Can the skewness of variables be calculated just using the mean and median?
Correct Answer
B. No
Explanation
Skewness is a measure of the asymmetry of a probability distribution. It provides information about the shape of the distribution. While the mean and median can provide some indication of the central tendency of the data, they do not capture the full picture of the distribution's shape. Skewness takes into account the tails of the distribution and the relative frequencies of extreme values. Therefore, it is not possible to calculate the skewness of variables solely using the mean and median.
3.
Correlated variables can have zero correlation coeffficient.
Correct Answer
A. True
Explanation
Correlated variables can have zero correlation coefficient when the relationship between them is not linear.
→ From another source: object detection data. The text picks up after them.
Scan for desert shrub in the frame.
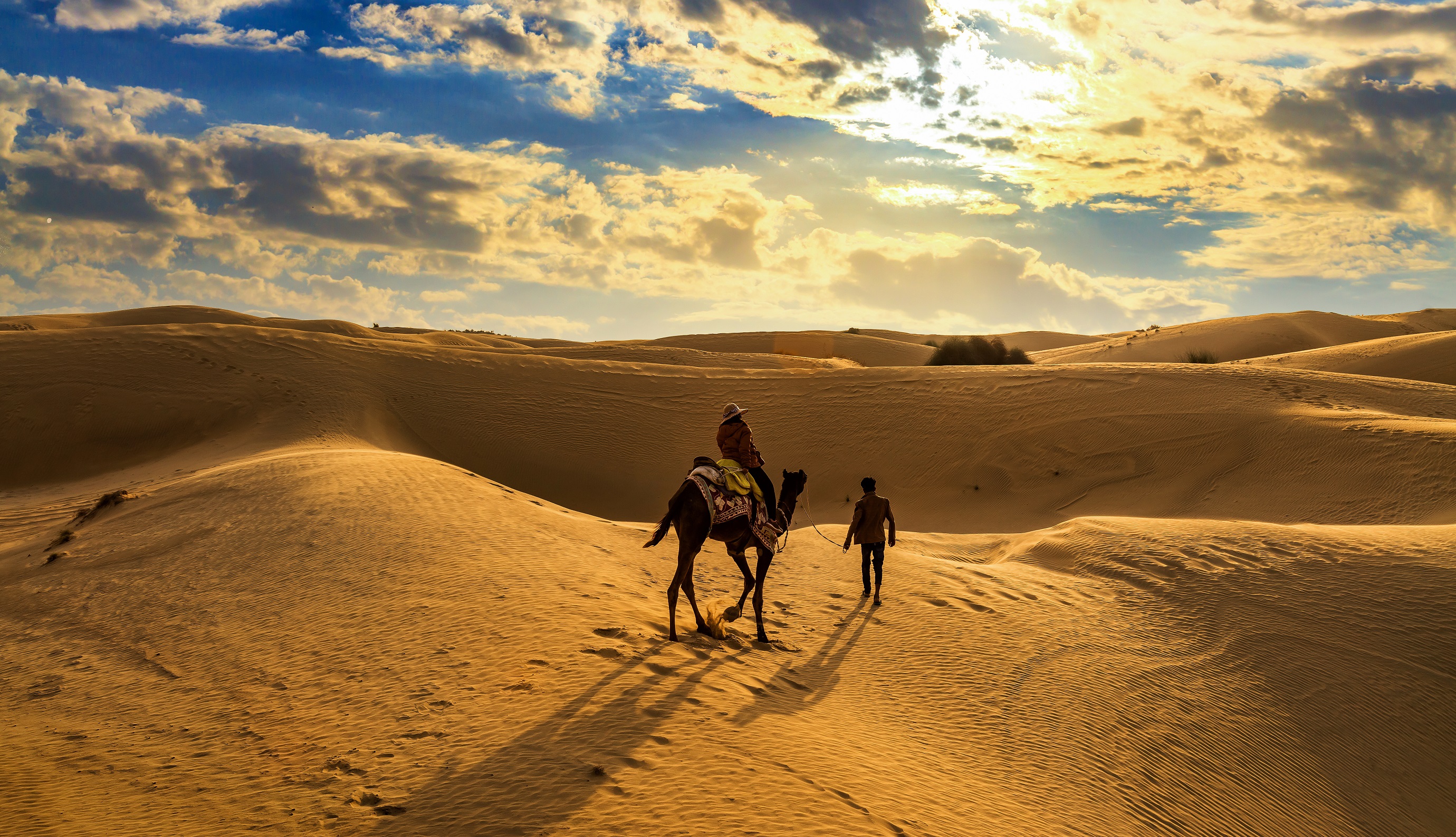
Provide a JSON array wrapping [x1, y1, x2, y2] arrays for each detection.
[[67, 489, 134, 524], [925, 336, 1031, 367]]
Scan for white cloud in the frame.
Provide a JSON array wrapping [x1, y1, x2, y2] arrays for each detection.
[[55, 0, 278, 29], [0, 274, 41, 316], [663, 90, 718, 111], [172, 22, 309, 52], [166, 271, 425, 326], [1184, 213, 1447, 280], [0, 74, 1219, 333], [32, 265, 151, 309]]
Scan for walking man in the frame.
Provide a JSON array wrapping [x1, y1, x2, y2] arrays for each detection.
[[845, 476, 895, 604]]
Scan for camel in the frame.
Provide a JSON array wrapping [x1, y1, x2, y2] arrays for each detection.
[[642, 470, 810, 642]]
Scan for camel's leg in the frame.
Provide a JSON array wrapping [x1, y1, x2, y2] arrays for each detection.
[[753, 546, 773, 642], [728, 549, 753, 613], [667, 538, 703, 642], [683, 562, 711, 633]]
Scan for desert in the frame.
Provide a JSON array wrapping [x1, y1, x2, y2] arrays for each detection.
[[0, 306, 1456, 835]]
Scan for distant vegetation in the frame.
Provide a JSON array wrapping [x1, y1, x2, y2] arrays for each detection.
[[925, 338, 1031, 367], [1180, 349, 1219, 364]]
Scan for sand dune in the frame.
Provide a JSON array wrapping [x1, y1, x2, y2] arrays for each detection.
[[0, 324, 1456, 531], [1238, 332, 1456, 386], [1031, 309, 1456, 364], [859, 329, 1102, 352], [622, 332, 935, 367], [477, 343, 859, 370], [0, 448, 1456, 837], [0, 314, 1456, 837]]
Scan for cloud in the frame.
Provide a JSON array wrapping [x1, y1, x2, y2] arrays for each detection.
[[818, 230, 1228, 329], [0, 76, 1223, 333], [852, 178, 1021, 215], [165, 271, 425, 326], [1184, 213, 1447, 280], [419, 291, 467, 303], [31, 265, 151, 309], [172, 22, 309, 52], [55, 0, 276, 31], [663, 90, 718, 111], [0, 274, 42, 318]]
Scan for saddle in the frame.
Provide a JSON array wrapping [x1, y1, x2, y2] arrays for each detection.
[[687, 456, 783, 552]]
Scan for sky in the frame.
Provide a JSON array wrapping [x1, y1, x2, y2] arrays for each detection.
[[0, 0, 1456, 341]]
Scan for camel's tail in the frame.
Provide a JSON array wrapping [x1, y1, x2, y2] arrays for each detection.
[[642, 482, 687, 549]]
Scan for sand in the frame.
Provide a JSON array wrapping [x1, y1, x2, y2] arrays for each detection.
[[0, 304, 1456, 835], [626, 332, 935, 367], [1238, 332, 1456, 386], [1031, 309, 1456, 364], [859, 329, 1102, 352]]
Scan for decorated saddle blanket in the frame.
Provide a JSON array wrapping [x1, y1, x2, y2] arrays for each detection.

This means that even though there may be a relationship between the variables, it cannot be accurately represented by a straight line. In such cases, the correlation coefficient will be close to zero, indicating no linear relationship between the variables.
4.
A correlation between a man's health and age is found to be -1.09. Which of these will be reported to the doctor?
Correct Answer
D. None of the above
Explanation
The correlation coefficient between a man's health and age is -1.09, indicating a strong negative correlation. This means that as the man's age increases, his health decreases. Therefore, it cannot be concluded that age is a good predictor of health or that the man is healthy. Hence, the correct answer is "None of the above."
5.
Which of the following is used for predicting continuous dependent variable?
Correct Answer
C. Linear regression
Explanation
Linear regression is used for predicting a continuous dependent variable. It is a statistical model that examines the relationship between a dependent variable and one or more independent variables. It assumes a linear relationship between the dependent variable and the independent variables and uses this relationship to make predictions. In contrast, mean is a measure of central tendency and is not used for predicting variables. Gaussian distribution is a probability distribution and logistic regression is used for predicting categorical dependent variables.
6.
To test linear relationship of y (dependent) and x (independent) continuous variables, which of the following plot is best suited?
Correct Answer
C. Scatter plot
Explanation
A scatter plot is best suited to test the linear relationship between two continuous variables, y and x. It displays the data points as individual dots on a graph, with the x-axis representing the independent variable and the y-axis representing the dependent variable. By examining the pattern of the dots on the scatter plot, we can determine if there is a linear relationship between the variables. A bar chart is used to compare categorical variables, a pictogram is used to represent data with pictures or symbols, and a histogram is used to display the distribution of a single variable.
7.
Which of the following describes Heteroskedasticity?
Correct Answer
D. Linear regression with varying error terms
Explanation
Heteroskedasticity refers to the situation in linear regression where the variability of the error terms is not constant across all levels of the independent variables. In other words, the spread of the residuals or errors is not the same for all values of the predictor variables. This violates one of the assumptions of linear regression, which assumes that the error terms have constant variance. Therefore, the correct answer is "Linear regression with varying error terms."
8.
Which of these is true of a linear regression model that perfectly fits the training data?
Correct Answer
D. None of the above
Explanation
A linear regression model that perfectly fits the training data means that it has achieved a perfect fit with no errors or residuals. In this case, it is not necessary that there will always be a zero test error. The model may or may not have a zero test error, depending on the quality and representativeness of the training data. Therefore, the correct answer is "None of the above" as none of the options accurately describe the outcome of a linear regression model that perfectly fits the training data.
9.
Predicting with trees evaluate ____ within each group of data.
Correct Answer
A. Homogeneity
Explanation
Predicting with trees evaluates homogeneity within each group of data. Homogeneity refers to the similarity or consistency of the data within a group. When predicting with trees, the algorithm splits the data into different groups based on certain conditions, and then evaluates the homogeneity of each group to make predictions. The goal is to create homogeneous groups where the data within each group is similar, as this allows for more accurate predictions.
10.
Which of the following is a statistical boosting based on additive logistic regression?
Correct Answer
C. Gamboosting
Explanation
Gamboosting is a statistical boosting algorithm based on additive logistic regression. Boosting is a machine learning technique that combines multiple weak learners to create a strong learner. Gamboosting specifically uses generalized additive models (GAMs) as weak learners and combines them through boosting to improve the overall predictive accuracy. GAMs are a flexible and powerful class of models that can capture complex relationships between predictors and the response variable. Therefore, Gamboosting is the correct answer as it is a boosting algorithm based on additive logistic regression using GAMs.